Scott Tobias of The A.V. Club gave the episode a "B+" grade and wrote, "These early episodes have to do quite a lot of gruntwork and it seems obvious to me, as it did with Breaking Bad early in seasons three and four, that more transcendent hours will come down the line. For now, I'm happy to see how gracefully the writers have integrated new characters and overarching stories into sharp episodic payoffs—last week with Fletcher Nix and Emmitt Arnett, this week with the leaks in the Witness Protection Program." James Queally of The Star-Ledger wrote, "All in all, 'Cut Ties' is a strong episode that hopefully let some new fans get in on the fun. With the mention of Arnett's murder by Art near the end of the episode, I'd imagine we are heading back to the main Dixie Mafia plot next week, so hopefully the rookie fans can jump right in."

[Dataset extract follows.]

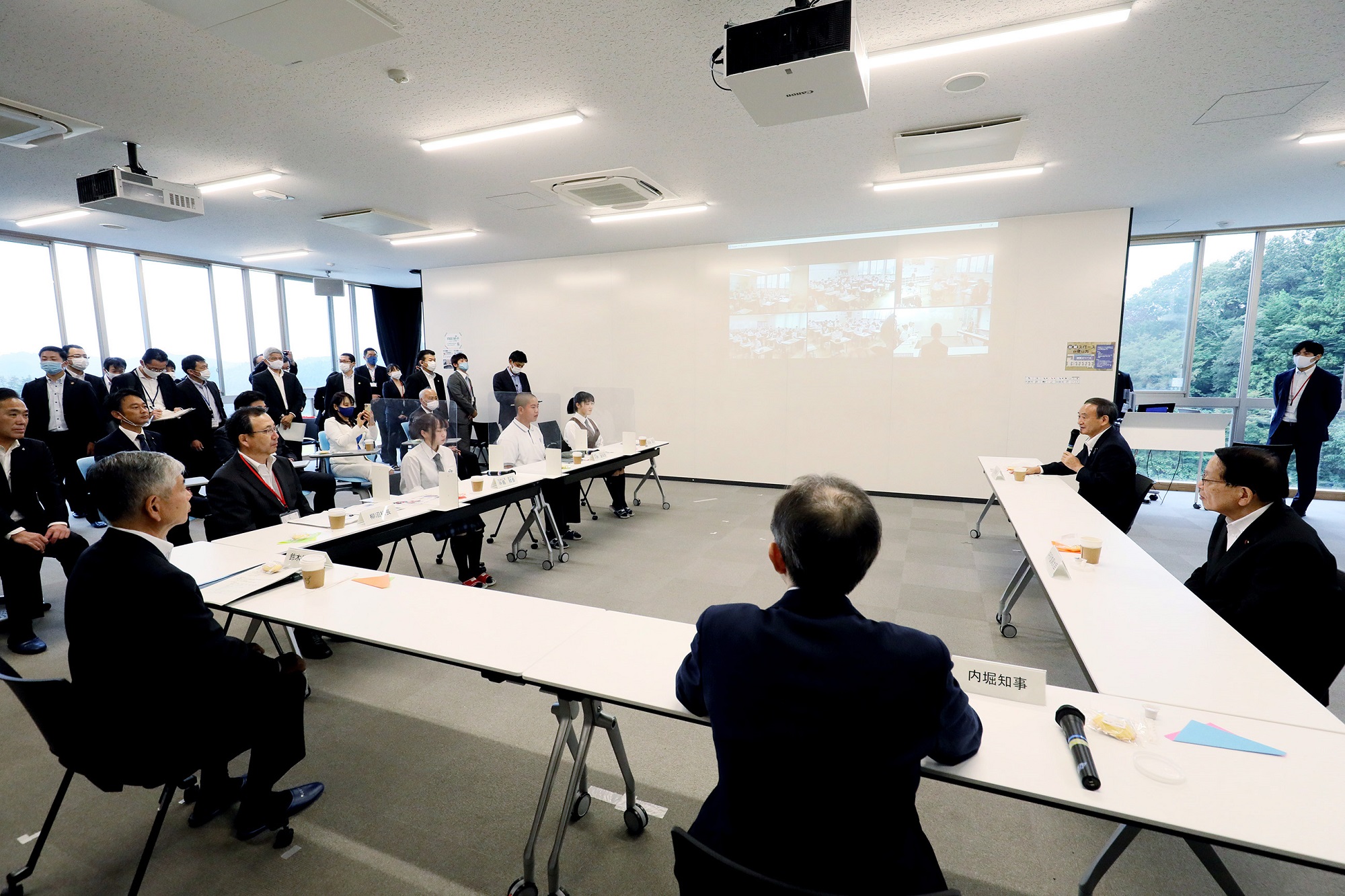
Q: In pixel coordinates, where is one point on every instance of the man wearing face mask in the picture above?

Alan Sepinwall of HitFix wrote, "'Cut Ties' is a good signpost for the evolution of Justified. On one level, it's the exact kind of episode the show was doing early in its first season—and even early in its second (albeit with Mags and the boys running around in the background)—and the main case with Art investigating the murder of an old colleague was actually quite good as those standalone stories go." Luke de Smet of Slant Magazine wrote, "The case-of-the-week A-plot of 'Cut Ties', the second episode of Justifieds third season, doesn't have much meat on it. It's another episode set mostly in Lexington and featuring a lot of characters we'll never see again, but it nonetheless manages to further complicate the power struggle brewing in Harlan."

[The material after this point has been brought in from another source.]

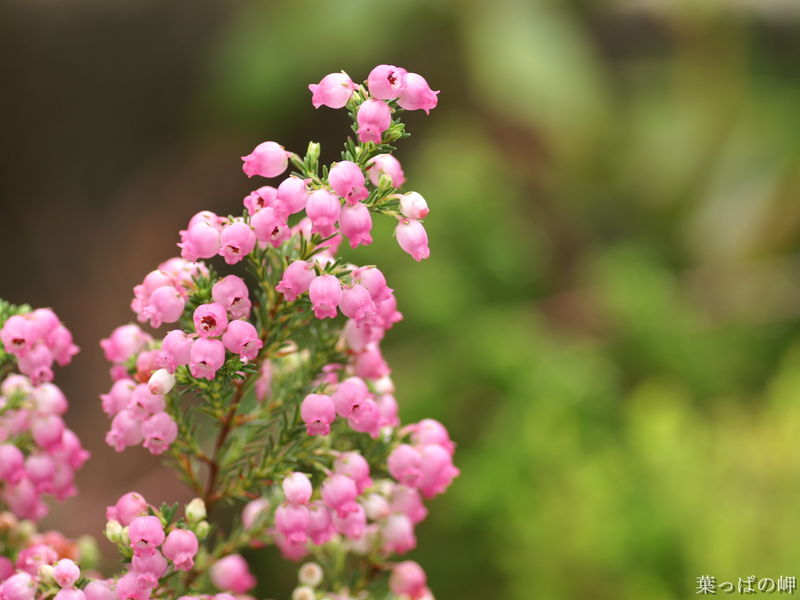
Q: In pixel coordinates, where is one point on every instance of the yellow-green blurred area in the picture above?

Ben Lee of Digital Spy wrote, "'Cut Ties' is another strong instalment of Justified with great guest spots from Carla Gugino and Mykelti Williamson." Joe Reid of Vulture wrote, "So I should probably get this out of the way right now: I never watched Karen Sisco during its short run on ABC. I'm sorry! I was part of the problem! I loved Out of Sight, though, and I have loved Carla Gugino in such terrible movies as Sucker Punch and Snake Eyes and Son in Law... No, you're right, Son in Law was not terrible. But the point remains: I don't need to be sold on the idea that adding Gugino's Karen Sisco—sorry, Karen Goodall, wink-wink—to the Justified universe is a good idea. After just one episode, I'll go so far as to say it's a great idea."

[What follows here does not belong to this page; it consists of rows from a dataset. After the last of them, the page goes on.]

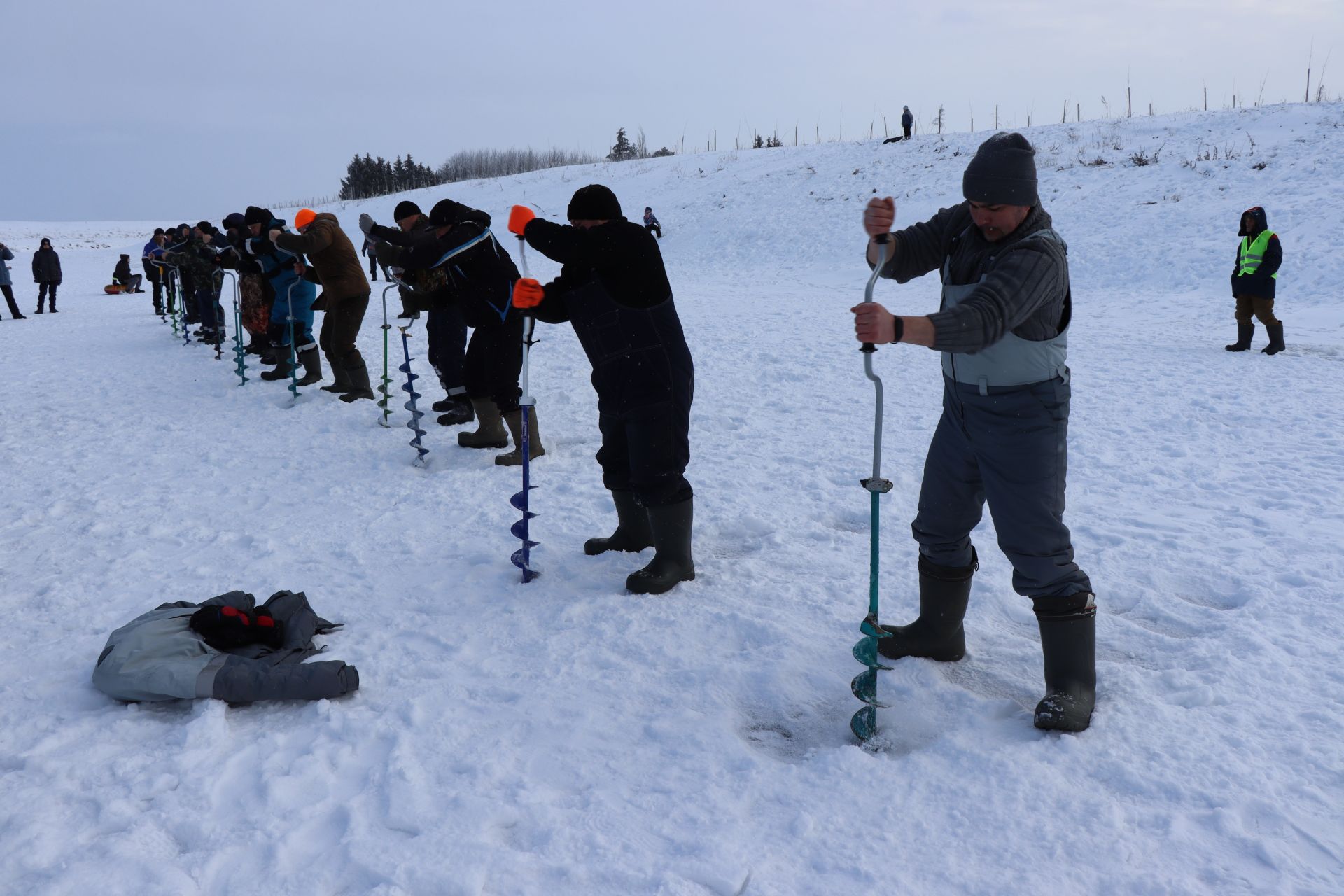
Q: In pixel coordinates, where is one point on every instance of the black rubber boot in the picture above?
(457, 410)
(632, 528)
(489, 431)
(1276, 339)
(356, 374)
(312, 362)
(514, 419)
(1069, 644)
(342, 382)
(672, 564)
(937, 634)
(283, 365)
(1243, 337)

Todd VanDerWerff of Los Angeles Times wrote, "It's sometimes easy to miss just how much Justified is about people who constantly have to wade through the muck and keep their heads just above it. Episodes like 'Cut Ties' make it clear that all of these marshals have very different ways of not getting dragged down." Dan Forcella of TV Fanatic gave the episode a 4 star rating out of 5 and wrote, "I said last week that a staple of Justified is its charismatic, ruthless bad guys. Between McDonough and Williamson, I think we will once again be in for such a treat. While "Cut Ties" might have shifted down after the season premiere, it still continued the fantastic start to Justified's third season." Jack McKinney of Paste gave the episode a 8.5 rating out of 10 and wrote, "A lot of things are different in Harlan County this season. Our lead cowboy, Raylan Givens, can't shoot straight because he got shot, the main bad guy is a smooth-talking businessman in a suit, and Boyd Crowder not only wants to stay in jail, he wants to be put in solitary. The overall quality of the show is different as well. It's better than ever."